Access to proprietary data means that Virtual Audiences can generate synthetic personas that are even more relevant to your core segments than ever before. The combination of up-to-the-minute market data alongside business-specific proprietary data results in persona generation that shows unparalleled relevance to your topic of choice and leads to insights that are even more actionable and pertinent than ever.


Gather insights and current trends with the context of your existing business data 

In a world where data is king and access to data is queen, having Virtual Audiences that consistently and accurately reflect your customer segments is a game-changer. You can go from business question to actionable insight in minutes – now with your business’ unique context incorporated. 

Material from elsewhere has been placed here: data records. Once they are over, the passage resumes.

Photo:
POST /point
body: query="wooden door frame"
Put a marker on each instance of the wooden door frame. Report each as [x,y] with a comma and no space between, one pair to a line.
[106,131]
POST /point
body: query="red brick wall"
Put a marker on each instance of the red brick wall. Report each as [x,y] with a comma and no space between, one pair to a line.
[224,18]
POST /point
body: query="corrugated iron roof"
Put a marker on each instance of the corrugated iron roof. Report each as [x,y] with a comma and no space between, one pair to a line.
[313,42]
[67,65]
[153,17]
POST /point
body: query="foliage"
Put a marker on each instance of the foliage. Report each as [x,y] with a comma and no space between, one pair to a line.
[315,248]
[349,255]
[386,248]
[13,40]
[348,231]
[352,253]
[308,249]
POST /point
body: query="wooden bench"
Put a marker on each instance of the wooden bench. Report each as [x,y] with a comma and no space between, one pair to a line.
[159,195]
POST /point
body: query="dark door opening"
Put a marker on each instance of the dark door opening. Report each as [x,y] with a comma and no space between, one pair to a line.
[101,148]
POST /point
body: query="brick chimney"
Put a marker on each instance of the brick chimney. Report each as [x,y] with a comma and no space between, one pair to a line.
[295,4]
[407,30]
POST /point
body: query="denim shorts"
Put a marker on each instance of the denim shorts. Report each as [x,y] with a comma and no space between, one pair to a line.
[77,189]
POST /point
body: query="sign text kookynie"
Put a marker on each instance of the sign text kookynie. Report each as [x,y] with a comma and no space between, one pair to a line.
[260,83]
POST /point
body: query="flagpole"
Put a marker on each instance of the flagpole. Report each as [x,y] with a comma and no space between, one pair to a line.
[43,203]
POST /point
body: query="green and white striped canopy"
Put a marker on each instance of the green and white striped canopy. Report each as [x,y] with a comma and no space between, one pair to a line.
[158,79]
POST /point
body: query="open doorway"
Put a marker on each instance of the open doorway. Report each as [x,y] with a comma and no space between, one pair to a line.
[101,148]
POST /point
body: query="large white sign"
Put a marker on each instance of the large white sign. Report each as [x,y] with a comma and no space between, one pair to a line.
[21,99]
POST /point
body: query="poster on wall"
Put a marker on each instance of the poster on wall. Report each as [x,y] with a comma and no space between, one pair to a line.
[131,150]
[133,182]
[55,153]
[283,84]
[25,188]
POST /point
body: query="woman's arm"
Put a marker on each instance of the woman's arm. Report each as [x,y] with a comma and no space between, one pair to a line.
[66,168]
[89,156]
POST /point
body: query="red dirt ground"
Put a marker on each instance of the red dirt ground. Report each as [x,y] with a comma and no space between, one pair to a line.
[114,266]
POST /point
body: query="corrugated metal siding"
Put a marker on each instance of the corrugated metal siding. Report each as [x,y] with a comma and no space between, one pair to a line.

Click here to find out more about Virtual Audiences and explore our FAQs

If you haven’t already tried Virtual Audiences out for yourself, book a demo with the Yabble team today to see how it could work for your insights needs. 

Proprietary data for Virtual Audiences FAQs

What are some examples of good ‘proprietary data’ that I can use with Virtual Audiences?  

To get the most out of the proprietary data feature of Virtual Audiences, types of data best suited to the tool:

  • Internal market research data or reports e.g. survey data, reports, interview transcripts etc

  • CX Studies

  • UX / Design Studies

  • Support tickets

  • Customer chat logs

  • Internal knowledge base or FAQs.

  • Product description or documentation

  • Academic articles

  • Market reports

  • Etc i.e. Any type of text data not available publicly on the internet that can better inform your specific project.

Where possible, provide data in string format i.e. data labels rather than numeric codes.

Can I upload multiple files types at once?

Yes! You can upload up to 10 files (max file size 2MB each) to one Virtual Audiences project, and they do not need to be the same file type.

What types of files can I upload?  

There are several different file types that the Yabble proprietary data feature accepts, including .PDF, .CSV, .TXT, .DOCX, and .XLSX (max file size 2MB each).

How long will it take my data to process?

Virtual Audiences projects can take as little as 15 minutes to complete from topic input to insights output – but this will vary based on the quantity and size of the proprietary data you upload to the project i.e. the more data you provide, the longer the process will take for the AI to read and process the data.

How much does my proprietary data come into play vs. synthetic data?

When creating the Knowledge Lake for your Virtual Audience the AI will read across all data provided.

The extent to which it ‘relies’ on your proprietary data to create its personas, synthetic respondents and answers will vary depending on your data volume, content, completeness and the relevance of your data to the questions you have have asked. As well as the recency of your data.

As all data is multi dimensional, some data is more valuable to the process then other pieces, and this is decided by the AI on a case by case basis depending on the research or business question you have asked. Also the ability for the data to be cross referenced / validated between sources.

Yabble will always create the Knowledge Lake using a combination of sources, but the utilization rate of each source will vary dynamically depending on the question being asked.

Yabble’s AI also has a recency bias inherent – so, as an example, if the proprietary data you upload is from 3 years ago, the AI may find more recent information from our other sources.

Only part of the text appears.